Zebra mussels attached to a boat propeller. The invasive species will latch on to just about anything, biologists say.
Zebra mussels have been found at the mouth of the Susquehanna River where it meets the Chesapeake Bay and biologists are urging boaters to avoid introducing the invasive species elsewhere.
Ever since they were introduced to the Great Lakes from Eastern Europe in 1988, zebra mussels have been moving down the Susquehanna in fits and starts. Now they've been found at Havre de Grace, Md., just north of Baltimore. They're striped like zebras, and can grow over everything.

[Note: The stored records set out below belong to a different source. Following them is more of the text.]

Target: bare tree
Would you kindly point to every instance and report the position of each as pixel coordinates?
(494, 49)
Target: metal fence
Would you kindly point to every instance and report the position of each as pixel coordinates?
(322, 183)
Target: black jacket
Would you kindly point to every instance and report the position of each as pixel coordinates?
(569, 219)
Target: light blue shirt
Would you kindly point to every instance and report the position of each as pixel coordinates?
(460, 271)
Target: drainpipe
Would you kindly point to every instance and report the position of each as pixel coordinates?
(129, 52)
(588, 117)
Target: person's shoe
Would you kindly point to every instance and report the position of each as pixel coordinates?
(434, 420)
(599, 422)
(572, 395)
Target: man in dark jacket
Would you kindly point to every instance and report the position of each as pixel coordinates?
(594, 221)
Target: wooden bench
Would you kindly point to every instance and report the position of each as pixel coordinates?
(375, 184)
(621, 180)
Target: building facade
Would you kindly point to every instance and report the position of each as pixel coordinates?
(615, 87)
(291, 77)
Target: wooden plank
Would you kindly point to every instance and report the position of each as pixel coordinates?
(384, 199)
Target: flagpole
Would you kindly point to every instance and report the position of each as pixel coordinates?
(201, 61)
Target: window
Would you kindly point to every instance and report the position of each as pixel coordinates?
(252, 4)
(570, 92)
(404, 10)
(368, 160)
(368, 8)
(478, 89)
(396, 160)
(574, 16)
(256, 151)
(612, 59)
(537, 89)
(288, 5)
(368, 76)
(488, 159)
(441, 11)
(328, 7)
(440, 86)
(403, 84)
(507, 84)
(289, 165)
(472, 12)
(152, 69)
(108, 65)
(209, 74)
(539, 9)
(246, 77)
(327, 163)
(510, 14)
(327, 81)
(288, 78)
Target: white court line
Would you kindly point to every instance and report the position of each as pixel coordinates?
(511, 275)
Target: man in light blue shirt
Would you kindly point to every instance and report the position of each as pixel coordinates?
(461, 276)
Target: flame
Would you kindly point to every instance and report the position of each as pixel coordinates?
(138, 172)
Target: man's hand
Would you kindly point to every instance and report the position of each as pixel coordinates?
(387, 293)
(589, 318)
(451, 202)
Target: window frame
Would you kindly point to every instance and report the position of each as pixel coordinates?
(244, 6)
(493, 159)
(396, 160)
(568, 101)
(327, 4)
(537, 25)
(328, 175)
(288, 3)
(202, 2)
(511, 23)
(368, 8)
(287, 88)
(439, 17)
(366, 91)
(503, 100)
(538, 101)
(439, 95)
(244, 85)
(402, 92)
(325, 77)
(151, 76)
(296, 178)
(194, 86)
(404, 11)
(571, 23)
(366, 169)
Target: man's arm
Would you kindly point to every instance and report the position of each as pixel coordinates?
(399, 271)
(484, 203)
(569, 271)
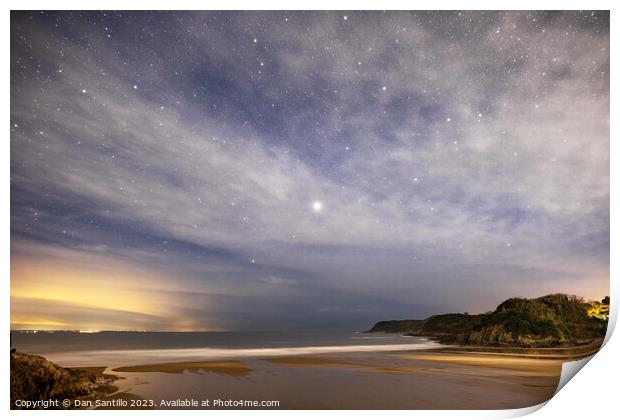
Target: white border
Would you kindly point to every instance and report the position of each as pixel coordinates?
(593, 393)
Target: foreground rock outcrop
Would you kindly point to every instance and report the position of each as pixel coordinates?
(547, 321)
(34, 378)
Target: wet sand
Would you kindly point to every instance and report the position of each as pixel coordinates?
(359, 380)
(230, 367)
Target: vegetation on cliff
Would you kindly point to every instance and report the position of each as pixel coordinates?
(34, 378)
(552, 320)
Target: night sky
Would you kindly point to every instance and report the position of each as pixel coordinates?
(290, 170)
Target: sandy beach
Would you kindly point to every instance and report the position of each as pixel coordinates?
(425, 379)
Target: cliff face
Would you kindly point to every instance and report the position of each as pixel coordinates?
(35, 378)
(552, 320)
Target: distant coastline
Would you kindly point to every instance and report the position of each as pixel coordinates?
(556, 320)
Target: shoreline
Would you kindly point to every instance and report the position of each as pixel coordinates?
(427, 378)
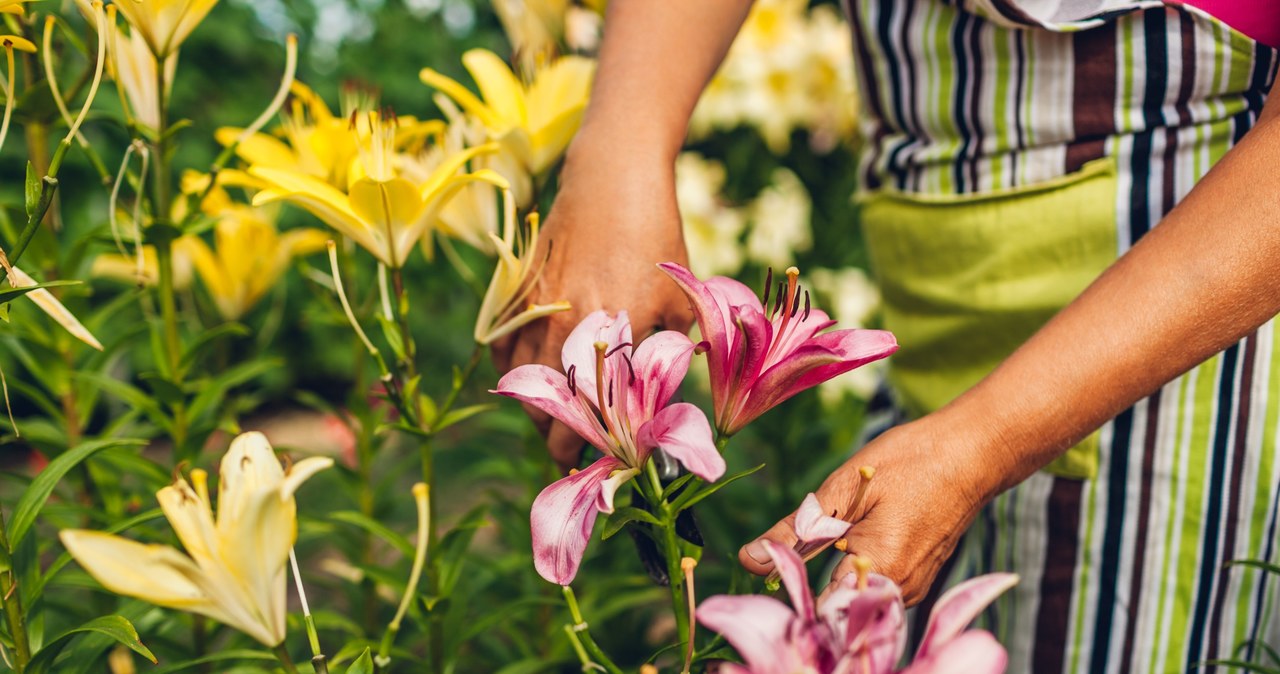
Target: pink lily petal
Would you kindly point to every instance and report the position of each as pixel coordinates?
(958, 606)
(795, 578)
(579, 349)
(659, 363)
(681, 430)
(821, 358)
(800, 330)
(973, 652)
(563, 516)
(758, 627)
(814, 526)
(548, 390)
(869, 622)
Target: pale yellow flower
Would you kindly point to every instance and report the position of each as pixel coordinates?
(713, 229)
(520, 264)
(164, 23)
(780, 221)
(234, 567)
(51, 306)
(382, 210)
(535, 122)
(248, 257)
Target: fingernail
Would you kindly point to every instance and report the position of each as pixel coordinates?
(758, 553)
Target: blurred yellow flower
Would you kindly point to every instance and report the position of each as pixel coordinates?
(382, 210)
(503, 308)
(248, 257)
(533, 122)
(315, 142)
(12, 7)
(164, 23)
(233, 571)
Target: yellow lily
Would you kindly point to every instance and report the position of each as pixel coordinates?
(233, 571)
(382, 210)
(248, 257)
(315, 142)
(535, 122)
(513, 279)
(164, 23)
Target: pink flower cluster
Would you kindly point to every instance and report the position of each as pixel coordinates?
(858, 628)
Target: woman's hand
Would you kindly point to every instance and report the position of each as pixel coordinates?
(613, 221)
(922, 499)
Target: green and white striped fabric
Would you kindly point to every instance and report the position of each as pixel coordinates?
(964, 99)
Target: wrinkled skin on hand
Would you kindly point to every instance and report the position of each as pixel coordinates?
(612, 223)
(920, 501)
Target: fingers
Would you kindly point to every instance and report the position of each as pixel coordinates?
(755, 558)
(565, 446)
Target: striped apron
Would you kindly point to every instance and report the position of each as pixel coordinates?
(1011, 154)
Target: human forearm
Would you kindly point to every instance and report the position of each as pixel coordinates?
(656, 59)
(1197, 283)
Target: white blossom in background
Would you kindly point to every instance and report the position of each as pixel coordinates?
(713, 229)
(789, 69)
(851, 299)
(780, 221)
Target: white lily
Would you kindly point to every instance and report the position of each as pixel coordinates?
(234, 568)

They reproduce and multiply. They like to fasten to hard surfaces they can get into water intake systems," says Ron Klauda, a biologist with the Maryland Department of Natural Resources. They can also fasten to boats and pipes and other mussels and even crayfish — really just about anything.

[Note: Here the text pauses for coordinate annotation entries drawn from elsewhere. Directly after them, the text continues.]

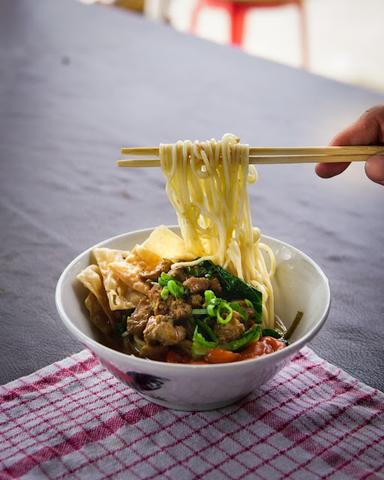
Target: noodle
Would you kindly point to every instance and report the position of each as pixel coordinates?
(207, 185)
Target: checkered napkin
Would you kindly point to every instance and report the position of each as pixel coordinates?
(73, 419)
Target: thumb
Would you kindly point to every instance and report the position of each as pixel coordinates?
(374, 168)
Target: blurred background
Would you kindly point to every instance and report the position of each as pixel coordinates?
(339, 39)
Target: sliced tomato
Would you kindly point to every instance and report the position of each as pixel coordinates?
(218, 355)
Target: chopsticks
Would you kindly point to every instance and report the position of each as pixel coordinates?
(268, 155)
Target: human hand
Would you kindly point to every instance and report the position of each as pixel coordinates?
(367, 130)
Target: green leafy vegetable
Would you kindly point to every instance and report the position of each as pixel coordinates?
(247, 337)
(176, 288)
(164, 293)
(233, 287)
(222, 309)
(199, 311)
(208, 296)
(164, 279)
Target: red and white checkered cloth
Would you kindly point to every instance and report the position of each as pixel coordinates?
(73, 419)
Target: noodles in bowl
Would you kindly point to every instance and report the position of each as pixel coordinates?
(202, 297)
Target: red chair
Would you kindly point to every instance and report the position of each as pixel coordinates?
(237, 11)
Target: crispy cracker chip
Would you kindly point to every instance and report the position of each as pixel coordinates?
(91, 278)
(163, 243)
(129, 271)
(97, 314)
(120, 295)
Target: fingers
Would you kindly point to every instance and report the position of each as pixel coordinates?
(374, 168)
(367, 130)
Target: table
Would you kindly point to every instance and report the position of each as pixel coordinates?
(77, 82)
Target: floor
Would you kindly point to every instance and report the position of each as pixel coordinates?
(346, 37)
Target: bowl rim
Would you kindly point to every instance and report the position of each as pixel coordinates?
(280, 354)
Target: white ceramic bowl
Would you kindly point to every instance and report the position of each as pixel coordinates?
(299, 285)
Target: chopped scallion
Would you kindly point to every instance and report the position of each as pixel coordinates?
(224, 308)
(199, 311)
(164, 293)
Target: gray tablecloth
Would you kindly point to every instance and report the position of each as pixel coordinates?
(78, 82)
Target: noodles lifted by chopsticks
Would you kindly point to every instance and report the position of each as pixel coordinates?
(207, 185)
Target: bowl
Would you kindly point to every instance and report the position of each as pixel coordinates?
(299, 285)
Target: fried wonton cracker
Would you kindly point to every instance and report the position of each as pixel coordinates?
(129, 269)
(91, 278)
(163, 243)
(97, 314)
(120, 295)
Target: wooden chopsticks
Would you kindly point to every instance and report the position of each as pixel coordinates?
(268, 155)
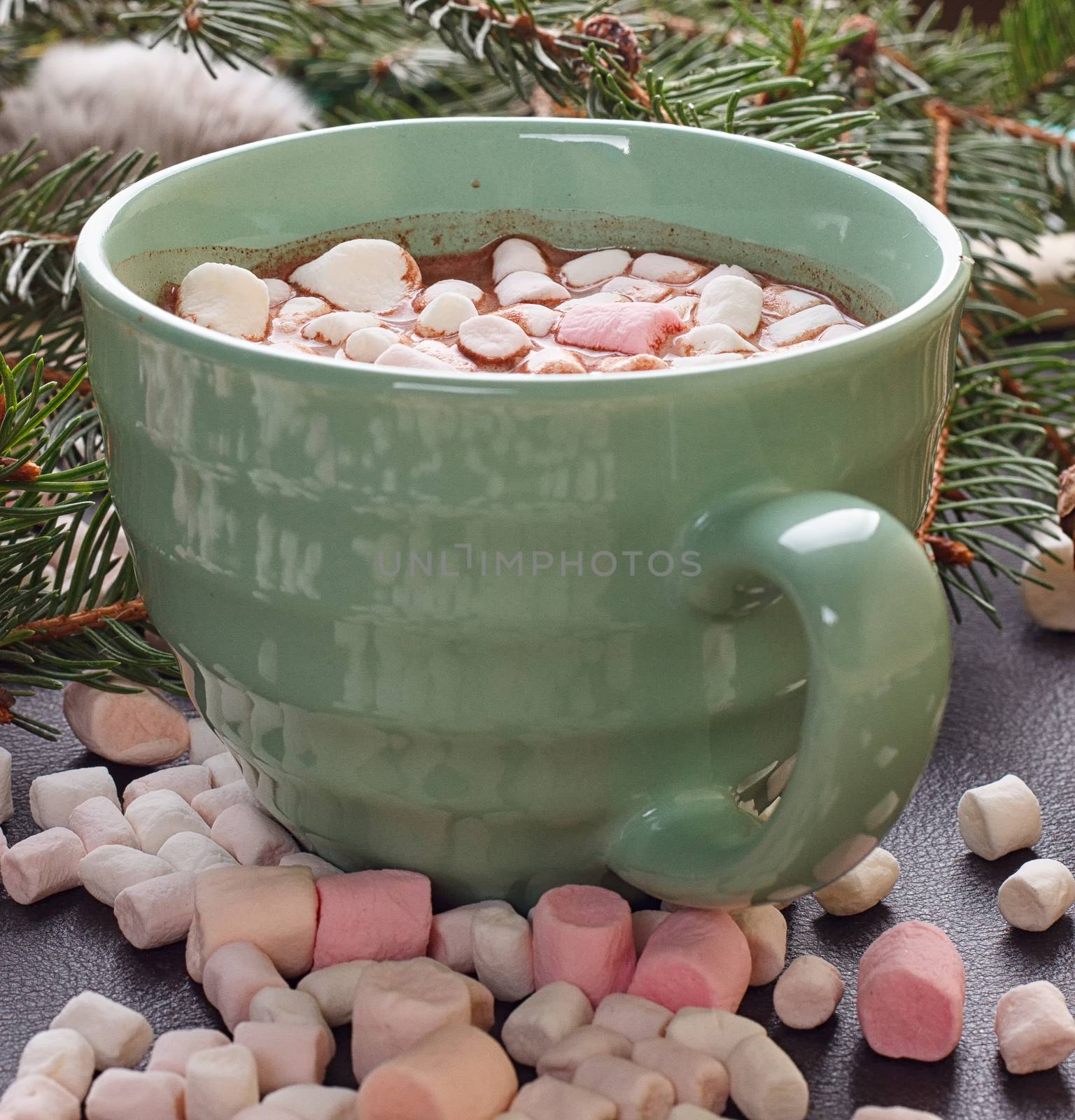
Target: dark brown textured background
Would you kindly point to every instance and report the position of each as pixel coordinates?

"The good news is, we're not seeing the tremendously dense populations we've seen in other parts of the country," Klauda says.
But that's what they were saying in New York when zebra mussels first appeared on the Hudson River some years back.

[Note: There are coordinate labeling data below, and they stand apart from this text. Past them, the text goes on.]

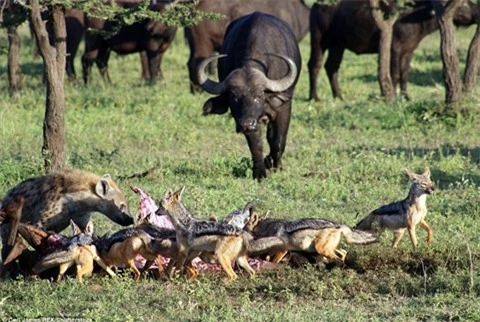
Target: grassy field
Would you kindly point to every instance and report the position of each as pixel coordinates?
(343, 159)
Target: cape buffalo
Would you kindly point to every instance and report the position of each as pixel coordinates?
(147, 35)
(260, 67)
(206, 37)
(350, 25)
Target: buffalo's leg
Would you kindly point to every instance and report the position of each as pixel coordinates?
(102, 64)
(254, 140)
(332, 65)
(315, 62)
(154, 59)
(395, 69)
(277, 136)
(404, 71)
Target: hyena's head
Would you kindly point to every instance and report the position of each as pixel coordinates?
(113, 202)
(89, 228)
(421, 183)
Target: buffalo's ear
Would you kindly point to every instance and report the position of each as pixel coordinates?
(215, 105)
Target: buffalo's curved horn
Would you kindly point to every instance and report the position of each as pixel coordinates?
(284, 83)
(210, 86)
(250, 206)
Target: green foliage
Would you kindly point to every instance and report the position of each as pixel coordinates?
(343, 159)
(178, 14)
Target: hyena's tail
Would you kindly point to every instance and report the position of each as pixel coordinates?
(13, 213)
(54, 260)
(356, 236)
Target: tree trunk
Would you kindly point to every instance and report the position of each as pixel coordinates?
(448, 49)
(14, 70)
(384, 50)
(473, 61)
(54, 56)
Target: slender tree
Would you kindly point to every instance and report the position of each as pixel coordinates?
(11, 16)
(53, 56)
(385, 23)
(448, 49)
(473, 60)
(15, 78)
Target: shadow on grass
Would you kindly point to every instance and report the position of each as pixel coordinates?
(443, 178)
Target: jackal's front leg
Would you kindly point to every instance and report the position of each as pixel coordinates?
(427, 228)
(413, 236)
(397, 235)
(62, 270)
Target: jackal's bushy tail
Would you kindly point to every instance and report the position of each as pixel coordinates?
(366, 223)
(152, 245)
(265, 244)
(53, 260)
(355, 236)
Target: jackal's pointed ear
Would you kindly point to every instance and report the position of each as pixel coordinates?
(411, 175)
(76, 230)
(178, 194)
(103, 186)
(89, 228)
(426, 172)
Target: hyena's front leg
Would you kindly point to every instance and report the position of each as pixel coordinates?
(397, 235)
(427, 228)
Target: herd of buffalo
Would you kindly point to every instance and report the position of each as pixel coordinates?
(259, 61)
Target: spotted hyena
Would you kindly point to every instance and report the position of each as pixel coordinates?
(52, 200)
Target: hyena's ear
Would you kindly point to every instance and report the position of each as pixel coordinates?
(178, 194)
(252, 220)
(103, 186)
(76, 230)
(250, 207)
(89, 229)
(167, 198)
(411, 175)
(426, 172)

"And then within a matter of a couple years they really exploded," he says. The population in the Hudson River has since gone up and down.
To avoid spreading the mussels to other freshwater streams and rivers in the area, boaters and fishermen should wash mud and plants from boats, motors and trailers and drain all river water before leaving, biologists say. If possible, boaters should rinse equipment with hot or high pressure water before going to another body of water.